After the initial altercation between protestors and riot police left at least 82 dead and over 1,100 injured, protestors began rioting and pushing for Yanukovych's ousting. Then on February 22, the Ukrainian Parliament impeached Yanukovych, forcing the disgraced president to flee Kiev for eastern Ukraine where he enjoyed the most political support.
Over the next few weeks, tensions have since increased, putting Russia and the United States at odds as Russian troops are deployed in parts of eastern Ukraine and the Crimea. The situation is still in development, but it's getting progressively worse.
Over the next several days, I will be posting the transcript of my discussion on March 5 with Professor Victoria Somoff about the crisis. Professor Somoff is a native Ukrainian before she migrated to the United States, and she is a professor of Russian literature and culture at Dartmouth.
JS: Why do you think the Ukrainian Crisis ignited now as opposed to earlier when Ukraine’s President Viktor Yanukovych signed the deal with Russia?
VS: This started November after a very specific particular event, namely after Yanukovych, the now-ousted President of Ukraine, rejected an association agreement with the European Union. A lot of preparation went into that agreement for his signature, and he attended the summit in Vilnius and there was an expectation that he would sign.

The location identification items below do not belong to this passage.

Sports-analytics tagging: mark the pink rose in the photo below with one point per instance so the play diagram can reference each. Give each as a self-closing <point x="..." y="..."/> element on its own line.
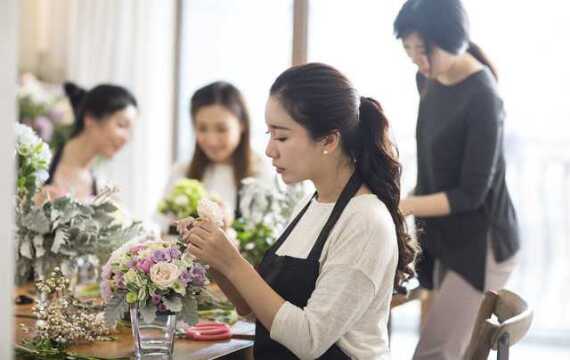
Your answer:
<point x="164" y="274"/>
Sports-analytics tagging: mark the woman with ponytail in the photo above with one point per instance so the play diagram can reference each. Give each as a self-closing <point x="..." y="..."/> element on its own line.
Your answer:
<point x="103" y="119"/>
<point x="468" y="223"/>
<point x="323" y="290"/>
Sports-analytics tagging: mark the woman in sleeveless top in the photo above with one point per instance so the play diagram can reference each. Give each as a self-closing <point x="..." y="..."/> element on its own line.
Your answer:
<point x="324" y="289"/>
<point x="222" y="155"/>
<point x="468" y="222"/>
<point x="104" y="117"/>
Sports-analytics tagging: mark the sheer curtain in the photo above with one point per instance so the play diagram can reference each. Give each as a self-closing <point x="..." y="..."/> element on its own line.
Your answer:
<point x="528" y="43"/>
<point x="131" y="42"/>
<point x="8" y="44"/>
<point x="128" y="42"/>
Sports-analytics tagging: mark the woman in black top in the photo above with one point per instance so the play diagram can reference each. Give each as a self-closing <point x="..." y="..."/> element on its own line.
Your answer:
<point x="103" y="119"/>
<point x="468" y="224"/>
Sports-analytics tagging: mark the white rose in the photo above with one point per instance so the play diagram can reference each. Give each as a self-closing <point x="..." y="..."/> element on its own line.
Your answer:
<point x="208" y="209"/>
<point x="181" y="200"/>
<point x="164" y="275"/>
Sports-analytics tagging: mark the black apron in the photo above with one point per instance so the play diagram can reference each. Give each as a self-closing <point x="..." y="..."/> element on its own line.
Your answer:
<point x="294" y="279"/>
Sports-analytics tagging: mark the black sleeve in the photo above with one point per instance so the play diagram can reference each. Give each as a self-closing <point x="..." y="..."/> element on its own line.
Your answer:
<point x="484" y="125"/>
<point x="420" y="82"/>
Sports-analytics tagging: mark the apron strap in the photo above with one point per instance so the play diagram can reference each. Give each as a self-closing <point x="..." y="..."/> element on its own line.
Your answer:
<point x="347" y="193"/>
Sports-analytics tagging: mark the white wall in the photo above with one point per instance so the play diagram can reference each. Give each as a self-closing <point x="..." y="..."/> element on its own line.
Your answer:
<point x="8" y="54"/>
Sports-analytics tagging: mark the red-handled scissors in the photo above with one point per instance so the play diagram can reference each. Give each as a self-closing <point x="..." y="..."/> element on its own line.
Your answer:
<point x="209" y="331"/>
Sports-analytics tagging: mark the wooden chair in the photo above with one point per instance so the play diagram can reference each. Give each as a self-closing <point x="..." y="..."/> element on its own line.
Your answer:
<point x="512" y="321"/>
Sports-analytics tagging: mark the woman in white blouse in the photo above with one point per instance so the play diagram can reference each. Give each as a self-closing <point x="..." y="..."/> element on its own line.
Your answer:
<point x="324" y="289"/>
<point x="223" y="155"/>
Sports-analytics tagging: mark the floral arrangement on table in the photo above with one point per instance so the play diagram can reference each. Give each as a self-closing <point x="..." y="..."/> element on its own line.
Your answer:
<point x="59" y="229"/>
<point x="62" y="320"/>
<point x="65" y="229"/>
<point x="264" y="213"/>
<point x="182" y="201"/>
<point x="33" y="157"/>
<point x="157" y="276"/>
<point x="45" y="108"/>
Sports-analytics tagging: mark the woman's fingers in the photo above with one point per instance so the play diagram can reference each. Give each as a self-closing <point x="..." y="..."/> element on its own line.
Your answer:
<point x="198" y="231"/>
<point x="194" y="250"/>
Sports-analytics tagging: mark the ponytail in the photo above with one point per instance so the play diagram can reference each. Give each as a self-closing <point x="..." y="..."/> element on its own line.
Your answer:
<point x="478" y="54"/>
<point x="377" y="163"/>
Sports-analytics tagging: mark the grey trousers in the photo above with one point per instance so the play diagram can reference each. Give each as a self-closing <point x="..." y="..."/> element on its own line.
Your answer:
<point x="451" y="317"/>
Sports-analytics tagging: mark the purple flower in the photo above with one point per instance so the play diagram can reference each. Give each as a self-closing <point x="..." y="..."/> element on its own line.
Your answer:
<point x="144" y="265"/>
<point x="119" y="280"/>
<point x="136" y="248"/>
<point x="160" y="256"/>
<point x="175" y="253"/>
<point x="198" y="275"/>
<point x="185" y="277"/>
<point x="156" y="299"/>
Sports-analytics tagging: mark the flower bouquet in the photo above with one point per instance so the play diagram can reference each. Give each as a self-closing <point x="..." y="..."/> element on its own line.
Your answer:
<point x="264" y="213"/>
<point x="45" y="108"/>
<point x="33" y="158"/>
<point x="159" y="283"/>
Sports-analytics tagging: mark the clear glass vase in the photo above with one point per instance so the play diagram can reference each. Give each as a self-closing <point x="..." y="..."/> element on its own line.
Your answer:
<point x="153" y="340"/>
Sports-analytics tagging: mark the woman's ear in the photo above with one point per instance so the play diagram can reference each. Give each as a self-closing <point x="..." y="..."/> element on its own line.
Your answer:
<point x="330" y="142"/>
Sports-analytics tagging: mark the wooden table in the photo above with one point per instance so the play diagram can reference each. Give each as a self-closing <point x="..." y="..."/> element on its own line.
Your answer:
<point x="242" y="340"/>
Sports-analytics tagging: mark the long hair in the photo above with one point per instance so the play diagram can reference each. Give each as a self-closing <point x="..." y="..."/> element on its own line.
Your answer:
<point x="323" y="100"/>
<point x="441" y="23"/>
<point x="99" y="102"/>
<point x="227" y="95"/>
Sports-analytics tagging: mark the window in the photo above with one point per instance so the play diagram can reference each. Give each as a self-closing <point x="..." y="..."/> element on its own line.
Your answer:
<point x="247" y="43"/>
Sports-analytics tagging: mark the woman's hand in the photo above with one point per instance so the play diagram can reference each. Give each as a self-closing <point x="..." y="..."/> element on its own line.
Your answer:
<point x="210" y="244"/>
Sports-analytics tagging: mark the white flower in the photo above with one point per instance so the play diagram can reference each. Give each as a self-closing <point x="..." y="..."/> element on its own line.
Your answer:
<point x="164" y="274"/>
<point x="181" y="200"/>
<point x="208" y="209"/>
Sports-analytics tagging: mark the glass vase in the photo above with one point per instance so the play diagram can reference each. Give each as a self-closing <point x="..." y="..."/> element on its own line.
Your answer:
<point x="153" y="340"/>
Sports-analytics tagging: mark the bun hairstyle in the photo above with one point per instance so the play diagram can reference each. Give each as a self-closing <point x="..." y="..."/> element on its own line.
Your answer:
<point x="441" y="23"/>
<point x="99" y="102"/>
<point x="323" y="101"/>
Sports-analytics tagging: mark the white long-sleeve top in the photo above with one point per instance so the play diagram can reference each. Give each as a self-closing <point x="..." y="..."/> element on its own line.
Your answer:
<point x="351" y="301"/>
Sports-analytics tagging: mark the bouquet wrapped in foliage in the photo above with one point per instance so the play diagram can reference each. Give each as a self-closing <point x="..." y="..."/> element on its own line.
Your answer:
<point x="64" y="229"/>
<point x="157" y="276"/>
<point x="264" y="213"/>
<point x="33" y="158"/>
<point x="183" y="199"/>
<point x="45" y="108"/>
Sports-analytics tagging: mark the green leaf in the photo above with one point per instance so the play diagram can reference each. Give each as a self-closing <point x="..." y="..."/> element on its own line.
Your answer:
<point x="189" y="312"/>
<point x="115" y="308"/>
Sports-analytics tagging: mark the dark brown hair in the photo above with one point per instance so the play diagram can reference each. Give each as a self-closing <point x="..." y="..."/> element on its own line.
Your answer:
<point x="443" y="23"/>
<point x="323" y="101"/>
<point x="224" y="94"/>
<point x="99" y="102"/>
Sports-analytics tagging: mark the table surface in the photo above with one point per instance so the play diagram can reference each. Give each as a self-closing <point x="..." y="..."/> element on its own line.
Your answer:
<point x="242" y="337"/>
<point x="122" y="347"/>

At the last moment, he rejected that proposal. He did not sign the agreement. It wasn’t just a random accident. It indicated very clearly his choice for Ukraine’s future. Not only did he not sign the agreement, he immediately started negotiations with Russia. Russia promised him home investments in the Ukrainian economy, Russia promised to lower gas prices. It was a clear choice on the part of Yanukovych and his Government where Ukraine was going to go. With Russia, with Putin’s regime, and not with Europe. This choice people opposed and that’s when people took to the streets protesting this specific decision and demanding the renewal of negotiations with Russia.
That’s how it all started. And Yanukovych’s response was exceptionally inadequate. He was ignoring the protests for a while. It seemed like he was trying to wait them out, and then at a certain point, he started using the riot police and brutally and violently tried to clear the protesters from the streets of Kiev, which just increased and intensified the protests. More people came out and now, at that point, it became less about the agreement, less about the demands about to sign a particular agreement and more about the Ukrainian peoples’ demands to remove Yanukovych and his regime from power for being an inadequate, incapable government, having new elections, a return to the Constitution of 2004 and other issues that were larger than the association agreement. The agreement has much more of a symbolic significance.